"Ils ne boivent plus d'alcool."
Translation:They don't drink alcohol anymore.
How do i understand that this is ... they dont drink alcohol any more and they dont drink any more alcohol? The first is permanent and the second is temporary
The way I see it is that the ne....plus qualifies the verb (boivent), not the noun (alcool), so the translation will be they no longer drink alcohol or they don't drink (/are not drinking) alcohol anymore.
If you wanted to say that they are just not drinking more alcohol for the time being (e.g. they have switched to water for the rest of the evening) you could say ils ne boivent pas plus d'alcool (they are not drinking more alcohol) where the plus refers to the alcohol, not the drinking, and the ne....pas qualifies the verb.
However, just to complicate things, you could probably also use the first sentence (ne ....plus ) in the second situation to say that they were no longer drinking alcohol even if the implied time frame was just for the evening.
Is there an easier way when speaking, how to tell the difference between il and ils? I always get this wrong...

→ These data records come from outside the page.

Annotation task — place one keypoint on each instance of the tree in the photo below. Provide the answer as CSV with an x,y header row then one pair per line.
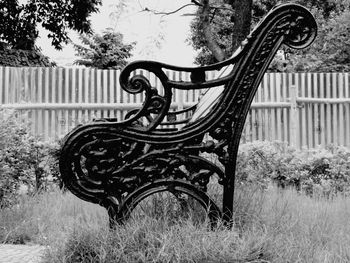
x,y
329,52
103,51
19,22
219,27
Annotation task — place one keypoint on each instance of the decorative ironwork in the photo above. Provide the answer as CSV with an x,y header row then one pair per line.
x,y
118,164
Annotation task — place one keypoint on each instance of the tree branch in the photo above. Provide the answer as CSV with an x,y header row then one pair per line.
x,y
166,13
209,37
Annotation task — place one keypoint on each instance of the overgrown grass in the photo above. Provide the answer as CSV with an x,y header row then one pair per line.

In this case, the verb boivent tells you it is plural since the singular would have been boit, but in some other cases such parle/parlent you would not be able to tell whether the pronoun was singular or plural when listening. But, as a general guide, you should always look at the verb for possible clarification if the subject pronoun is ambiguous.
What clues am I missing to tell me it's "they" and not "he"? I don't hear a difference in either the subject or the verb.
From my experience, the "V" of boivent in this exercise is completely inaudible.
Is there something wrong with "They aren't drinking alcohol anymore?" since that's not a separate tense in French
"They are not drinking alcohol anymore" was not accepted. So how would one differentiate between are not and do not?
Again, DL insists that any more is one word "anymore". The English dictionary has: anybody, anyhow, anyone, anything, anyway and anywhere all as one word, but any more is always two words. Fed up being incorrectly corrected!